Young is signed through this season and the Rangers have a $5 million option for 2008. They will pick that up and the new deal will begin in 2009 and run through the 2013 season.
A significant part of the contract will include deferred money, but it will still be the second-biggest contract in club history, topped only by the 10-year, $252 million contract given to Alex Rodriguez in 2000.
"This means a lot to me," Young said. "It takes communication on both sides to get a deal done. I appreciate the effort they've put in to do this and the responsibility it means."
The Rangers have yet to comment on the deal, preferring to wait until Friday's official announcement. General manager Jon Daniels only said, "I'm optimistic," about getting a deal done.
"That would mean a lot," manager Ron Washington said. "This guy is one of the quality players in the American League and all of baseball. This guy is getting 200 hits a year. That's quality."
Rangers owner Tom Hicks is expected to return to Arizona on Friday to be part of the announcement. Hicks met with Young earlier in camp and wants to make the three-time All-Star shortstop the face of the franchise.
"I'll do what has to be done to convince people that this is a great franchise to play for and this team is committed to winning a championship," Young said. "But at the same time, I'm still going to be the same guy I've always been."
Young was acquired from the Toronto Blue Jays on July 19, 2000, and was called up to the Majors for good on May 25, 2001, to replace Randy Velarde as the Rangers' starting second baseman.
In his six years with the club, the Rangers have had just one winning season and that was in 2004, when they went 89-73.

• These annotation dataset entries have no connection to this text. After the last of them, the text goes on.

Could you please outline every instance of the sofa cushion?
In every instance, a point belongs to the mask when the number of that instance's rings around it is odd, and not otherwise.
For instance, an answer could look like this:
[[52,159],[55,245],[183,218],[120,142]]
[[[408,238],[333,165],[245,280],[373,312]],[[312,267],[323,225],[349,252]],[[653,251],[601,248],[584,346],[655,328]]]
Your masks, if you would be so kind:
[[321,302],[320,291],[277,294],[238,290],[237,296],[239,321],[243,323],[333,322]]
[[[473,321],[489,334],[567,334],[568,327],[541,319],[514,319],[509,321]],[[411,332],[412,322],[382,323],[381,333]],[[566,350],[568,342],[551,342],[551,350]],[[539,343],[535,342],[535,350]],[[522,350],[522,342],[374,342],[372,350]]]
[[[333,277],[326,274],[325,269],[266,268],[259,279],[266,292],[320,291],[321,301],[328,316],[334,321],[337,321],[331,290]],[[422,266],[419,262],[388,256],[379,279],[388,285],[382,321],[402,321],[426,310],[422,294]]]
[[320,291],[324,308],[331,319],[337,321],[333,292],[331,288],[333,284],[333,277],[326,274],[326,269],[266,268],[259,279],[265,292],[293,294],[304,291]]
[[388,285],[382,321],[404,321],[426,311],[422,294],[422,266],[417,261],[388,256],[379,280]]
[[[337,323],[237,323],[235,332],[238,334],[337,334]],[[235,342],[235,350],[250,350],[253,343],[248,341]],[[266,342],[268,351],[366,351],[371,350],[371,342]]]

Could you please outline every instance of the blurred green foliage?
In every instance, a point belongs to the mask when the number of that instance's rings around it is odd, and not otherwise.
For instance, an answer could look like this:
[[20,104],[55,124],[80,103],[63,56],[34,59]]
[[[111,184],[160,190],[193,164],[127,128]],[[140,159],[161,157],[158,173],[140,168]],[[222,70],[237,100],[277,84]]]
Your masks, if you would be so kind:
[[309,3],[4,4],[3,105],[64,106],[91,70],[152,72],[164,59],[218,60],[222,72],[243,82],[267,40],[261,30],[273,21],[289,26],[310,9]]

They have had two more losing seasons since then and Young, frustrated by what was going on with the Rangers, wasn't inclined to do a long-term deal at the end of last season.
But having Washington being named as the new manager has made a huge difference for Young, and he has become excited about the Rangers' direction again.
"Every player is at least curious about becoming a free agent and finding out who wants you and how badly do they want you," Young said. "But it came down to me feeling that this team is ready to win. We've been through some rough times, but I think we're due to turn it around and I want to be a part of it.
"If I had gone on and signed with another team and the Rangers ended up winning the World Series, my wife would kick me out of the house because I'd be miserable."
Young is a three-time All-Star who won the American League batting title in 2005, hitting .331, and was the Most Valuable Player in the 2006 All-Star Game in Pittsburgh. He has 858 hits since the start of the 2003 season, second only to Mariners outfielder Ichiro Suzuki.
He turned 30 in October and will be 37 at the end of the contract. The risk the Rangers take is Young remaining a productive player right to the end.
"Absolutely, it's a leap of faith on their part," Young said. "They're showing that they believe in me and I appreciate that. The fact that I've been durable over the past four years may have alleviated any of their concerns, but I have no doubts in my mind that I'll be healthy and productive over the course of my career."